In one of the few successful cases on record, the D.C. Circuit in 1980 slapped down the Service for denying an educational exemption to a feminist organization with the memorable name of Big Mama Rag, Inc. The group published a newspaper, and the Service concluded that it didn't qualify for exemption because, in part, the newspaper did not provide a "full and fair exposition" of the matters it wrote about.
"We are sympathetic with the IRS's attempt to safeguard the public fisc by closing revenue loopholes," the court wrote. "Applications for tax exemption must be evaluated, however, on the basis of criteria capable of neutral application. The standards may not be so imprecise that they afford latitude to individual IRS officials to pass judgment on the content and quality of an applicant's views and goals and therefore to discriminate against those engaged in protected First Amendment activities."
That's where the IRS went off the rails. Whatever else the Tea Party and allied groups may be, they are engaging in free, lawful speech, peaceably assembling and petitioning for redress. It's unacceptable that anyone in government should try to delay or deny a tax benefit because of the name they chose or the point of view they espoused.
We need to use this miserable spectacle as a teachable moment. "They had it coming" is not an acceptable response; neither is "President [you choose the name] did it too," and neither is "the Republicans are politicizing this." Moments like this are why we have an opposition party, and I hope the House conducts an investigation aimed at getting the facts.
President Obama's statement Monday was a good start for the Administration. Obama correctly noted that "this is pretty straightforward. If, in fact, IRS personnel engaged in the kind of practices that had been reported on and were intentionally targeting conservative groups, then that's outrageous and there's no place for it. And they have to be held fully accountable, because the IRS as an independent agency requires absolute integrity, and people have to have confidence that they're applying it in a non-partisan way -- applying the laws in a non-partisan way."
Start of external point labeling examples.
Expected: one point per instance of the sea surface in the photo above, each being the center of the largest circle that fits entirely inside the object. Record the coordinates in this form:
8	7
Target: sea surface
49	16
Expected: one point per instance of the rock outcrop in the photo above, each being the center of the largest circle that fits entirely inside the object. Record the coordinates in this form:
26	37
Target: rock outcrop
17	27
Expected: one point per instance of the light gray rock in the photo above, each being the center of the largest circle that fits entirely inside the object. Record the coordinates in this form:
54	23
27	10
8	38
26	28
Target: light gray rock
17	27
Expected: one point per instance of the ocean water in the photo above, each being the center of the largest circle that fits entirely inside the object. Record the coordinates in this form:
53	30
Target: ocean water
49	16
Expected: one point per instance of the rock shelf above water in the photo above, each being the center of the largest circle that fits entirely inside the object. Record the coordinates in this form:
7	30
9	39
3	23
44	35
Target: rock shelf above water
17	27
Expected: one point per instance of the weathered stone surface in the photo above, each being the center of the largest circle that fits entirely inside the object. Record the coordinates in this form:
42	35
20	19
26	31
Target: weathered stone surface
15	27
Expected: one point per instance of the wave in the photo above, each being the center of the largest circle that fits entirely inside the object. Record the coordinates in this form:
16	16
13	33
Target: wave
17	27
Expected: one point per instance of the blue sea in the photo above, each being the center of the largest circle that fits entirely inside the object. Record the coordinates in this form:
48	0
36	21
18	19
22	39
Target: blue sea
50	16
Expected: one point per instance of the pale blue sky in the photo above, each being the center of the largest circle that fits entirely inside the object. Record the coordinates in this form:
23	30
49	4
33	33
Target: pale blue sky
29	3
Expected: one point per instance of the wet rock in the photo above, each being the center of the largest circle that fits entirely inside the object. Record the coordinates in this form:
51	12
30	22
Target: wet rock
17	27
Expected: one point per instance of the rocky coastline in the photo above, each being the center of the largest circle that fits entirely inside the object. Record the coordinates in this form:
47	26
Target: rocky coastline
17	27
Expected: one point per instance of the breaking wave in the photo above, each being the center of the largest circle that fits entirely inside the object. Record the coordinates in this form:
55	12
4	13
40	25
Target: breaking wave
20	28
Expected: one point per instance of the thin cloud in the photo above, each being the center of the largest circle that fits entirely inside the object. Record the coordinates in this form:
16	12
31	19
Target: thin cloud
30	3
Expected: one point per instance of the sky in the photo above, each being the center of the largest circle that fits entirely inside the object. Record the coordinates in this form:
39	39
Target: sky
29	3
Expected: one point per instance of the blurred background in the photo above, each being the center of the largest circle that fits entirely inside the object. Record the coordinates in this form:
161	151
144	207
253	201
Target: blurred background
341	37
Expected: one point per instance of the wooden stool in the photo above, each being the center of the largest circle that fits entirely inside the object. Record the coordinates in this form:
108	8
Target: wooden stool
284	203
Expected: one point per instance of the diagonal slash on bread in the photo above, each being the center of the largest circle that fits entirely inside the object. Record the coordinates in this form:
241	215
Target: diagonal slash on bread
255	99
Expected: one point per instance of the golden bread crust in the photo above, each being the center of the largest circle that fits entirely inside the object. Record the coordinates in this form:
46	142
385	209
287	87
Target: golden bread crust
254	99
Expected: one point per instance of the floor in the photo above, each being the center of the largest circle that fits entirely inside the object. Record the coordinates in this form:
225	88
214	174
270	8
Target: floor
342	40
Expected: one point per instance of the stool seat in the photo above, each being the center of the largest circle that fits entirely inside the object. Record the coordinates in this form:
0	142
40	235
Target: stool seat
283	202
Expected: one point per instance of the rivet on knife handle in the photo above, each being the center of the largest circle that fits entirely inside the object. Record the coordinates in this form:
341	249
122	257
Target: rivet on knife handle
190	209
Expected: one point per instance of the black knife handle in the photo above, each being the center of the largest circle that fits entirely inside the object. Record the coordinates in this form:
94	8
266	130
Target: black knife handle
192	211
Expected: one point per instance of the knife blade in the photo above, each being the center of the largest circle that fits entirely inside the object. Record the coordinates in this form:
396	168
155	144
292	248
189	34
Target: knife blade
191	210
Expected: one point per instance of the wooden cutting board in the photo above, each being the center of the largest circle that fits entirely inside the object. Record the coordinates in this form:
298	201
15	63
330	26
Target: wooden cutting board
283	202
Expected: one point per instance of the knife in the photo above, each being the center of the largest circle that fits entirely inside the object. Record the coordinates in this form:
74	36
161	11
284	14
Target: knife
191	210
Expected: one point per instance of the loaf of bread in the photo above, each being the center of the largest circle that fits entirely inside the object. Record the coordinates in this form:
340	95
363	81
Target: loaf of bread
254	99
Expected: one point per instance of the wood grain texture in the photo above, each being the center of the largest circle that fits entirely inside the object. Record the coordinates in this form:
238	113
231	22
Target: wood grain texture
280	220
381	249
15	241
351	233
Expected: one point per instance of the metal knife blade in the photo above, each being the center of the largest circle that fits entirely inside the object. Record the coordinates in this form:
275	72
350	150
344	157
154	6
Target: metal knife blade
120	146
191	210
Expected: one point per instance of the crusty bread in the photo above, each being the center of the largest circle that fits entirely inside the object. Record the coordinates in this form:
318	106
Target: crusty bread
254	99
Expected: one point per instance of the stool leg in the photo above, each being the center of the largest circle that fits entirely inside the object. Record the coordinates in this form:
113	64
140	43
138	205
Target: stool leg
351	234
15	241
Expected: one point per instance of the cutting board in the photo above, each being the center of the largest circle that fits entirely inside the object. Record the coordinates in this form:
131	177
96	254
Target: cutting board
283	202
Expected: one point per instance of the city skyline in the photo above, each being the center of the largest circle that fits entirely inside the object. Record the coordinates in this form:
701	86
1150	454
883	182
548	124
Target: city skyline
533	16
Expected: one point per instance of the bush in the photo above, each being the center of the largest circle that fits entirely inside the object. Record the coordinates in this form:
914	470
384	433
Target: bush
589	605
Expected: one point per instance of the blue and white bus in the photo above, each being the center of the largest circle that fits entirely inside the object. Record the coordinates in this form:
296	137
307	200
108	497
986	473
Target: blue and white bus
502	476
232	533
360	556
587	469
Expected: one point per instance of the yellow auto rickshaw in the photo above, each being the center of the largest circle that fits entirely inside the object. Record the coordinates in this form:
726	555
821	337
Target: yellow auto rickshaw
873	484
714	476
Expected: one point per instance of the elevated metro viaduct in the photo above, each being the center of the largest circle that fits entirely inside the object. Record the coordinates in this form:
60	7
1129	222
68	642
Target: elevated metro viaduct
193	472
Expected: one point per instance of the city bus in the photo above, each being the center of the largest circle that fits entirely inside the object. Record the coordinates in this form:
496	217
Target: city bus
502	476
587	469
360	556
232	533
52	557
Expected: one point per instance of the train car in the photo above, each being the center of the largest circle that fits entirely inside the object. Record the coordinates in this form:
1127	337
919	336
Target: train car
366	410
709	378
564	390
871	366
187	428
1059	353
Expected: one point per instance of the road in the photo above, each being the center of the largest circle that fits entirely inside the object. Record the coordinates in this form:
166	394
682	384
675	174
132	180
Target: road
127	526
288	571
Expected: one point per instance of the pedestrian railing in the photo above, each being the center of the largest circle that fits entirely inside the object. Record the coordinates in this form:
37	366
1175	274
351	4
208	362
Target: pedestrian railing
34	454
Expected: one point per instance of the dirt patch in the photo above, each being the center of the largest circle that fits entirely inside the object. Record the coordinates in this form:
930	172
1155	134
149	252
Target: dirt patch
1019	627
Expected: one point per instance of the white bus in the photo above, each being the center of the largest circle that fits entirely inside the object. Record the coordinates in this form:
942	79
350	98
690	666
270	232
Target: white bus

Beyond that, though, the Administration should get out in front of investigating the mess. "A few bad apples" won't work as a response either, unless a credible investigation shows that's all it was. If I were Obama, I'd ask Eric Holder to appoint a special prosecutor to find out whether any political officials -- from the Administration, from Congress, or from state governments -- tried to intervene with the IRS to push the policy in this toxic direction. I wouldn't do that because it's good politics; I'd do it because the President has a duty to "take care that the laws be faithfully executed."
The rest of us need to stay on the case. The First Amendment doesn't belong to courts. Either it lives inside all of us or it dies. Is our culture so degraded that educated civil servants don't know enough about free speech to slap an idea like this down at its inception? If so, let's make sure they don't forget this lesson again soon.